Workers maintain checksums or modification timestamps for each item. On subsequent syncs:
Unchanged items are skipped entirely (no writes)
Modified items trigger updates to Vespa
Deleted items are tombstoned in Vespa
This delta detection dramatically reduces write volume and keeps incremental syncs fast after the initial full import.
Designing for Scale
The design choices described above solve specific infrastructure problems:
Independent scaling: API instances, sync workers, PostgreSQL, and Vespa all scale horizontally and independently. A surge in one dimension doesn't bottleneck others.
Graceful degradation: When external APIs fail or rate-limit requests, workers retry with exponential backoff. When workers crash, Temporal resumes workflows from checkpoints. The system prioritizes eventual consistency over immediate perfection.
Agent-optimized retrieval: Everything optimizes for fast, reliable search. Data is denormalized during ingestion so queries remain simple. Embeddings are computed at write-time, not read-time. Permission rules are pre-indexed rather than evaluated dynamically.
Operational isolation: Read and write paths run independently. Search failures don't impact syncs. Sync delays don't slow down queries. This separation prevents cascading failures and makes the system easier to reason about.
Understanding what breaks when components fail reveals the robustness built into the architecture:
API failure: Searches fail, but background syncs continue running. When the API recovers, all scheduled syncs have completed normally.
Worker failure: Searches work perfectly (read path unaffected), but new syncs pause. When workers recover, Temporal resumes workflows from their last checkpoint.
Temporal failure: Both searches and active syncs continue, but new syncs cannot be scheduled. When Temporal recovers, it catches up on missed schedules.
PostgreSQL failure: Searches work (they only need Vespa), but new syncs cannot start and metadata cannot update. Workers retry database writes until PostgreSQL recovers.
Vespa failure: Syncs continue (they write to Vespa with retries), but searches fail. This is the only single point of failure for the read path.
Redis failure: Everything works, but real-time UI updates stop. Users can still trigger syncs and search; they just lose live progress indicators.
The read/write split was a deliberate choice: the read path (search) is kept maximally available, while the write path (sync) can gracefully degrade and recover without data loss.
All in all, Airweave's architecture enables predictable scaling along multiple dimensions:
User growth: Add sync workers to handle more concurrent syncs. The API and databases scale independently of user count.
Data volume per user: Vespa handles billions of records efficiently. Workers process sources in batches with checkpoints, allowing syncs to pause and resume.

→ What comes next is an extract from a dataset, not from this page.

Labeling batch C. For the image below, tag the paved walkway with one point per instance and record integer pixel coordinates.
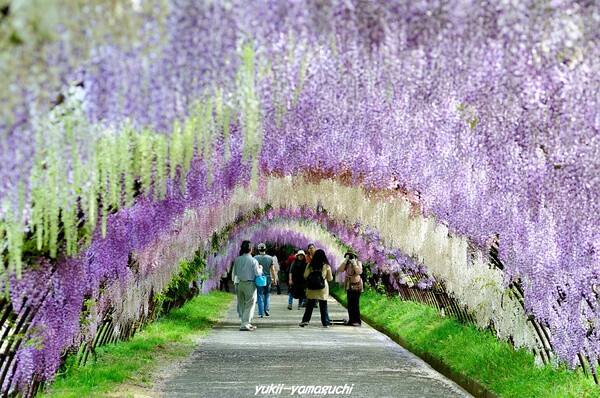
(280, 357)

Source diversity: Adding new integrations (e.g., a new SaaS tool) only requires implementing a new worker module. Core infrastructure remains unchanged.
Query load: Add API replicas and Vespa read replicas. Searches are stateless and cache-friendly, enabling straightforward horizontal scaling.
Looking Ahead
Building reliable context retrieval for AI agents requires infrastructure designed specifically for continuous synchronization, distributed processing, and semantic search at scale.
The patterns described here (separation of read and write paths, durable workflows, horizontal scalability, and specialized storage) apply broadly beyond Airweave's specific implementation. Whether you're building RAG systems, AI assistants, or autonomous agents, you'll eventually encounter the same fundamental challenges:
How to keep data fresh across dozens of sources
How to scale to millions of records per user
How to serve context in milliseconds
How to handle failures gracefully
As AI agents take on more responsibility in production systems, the infrastructure connecting them to real-world data becomes as critical as the models themselves.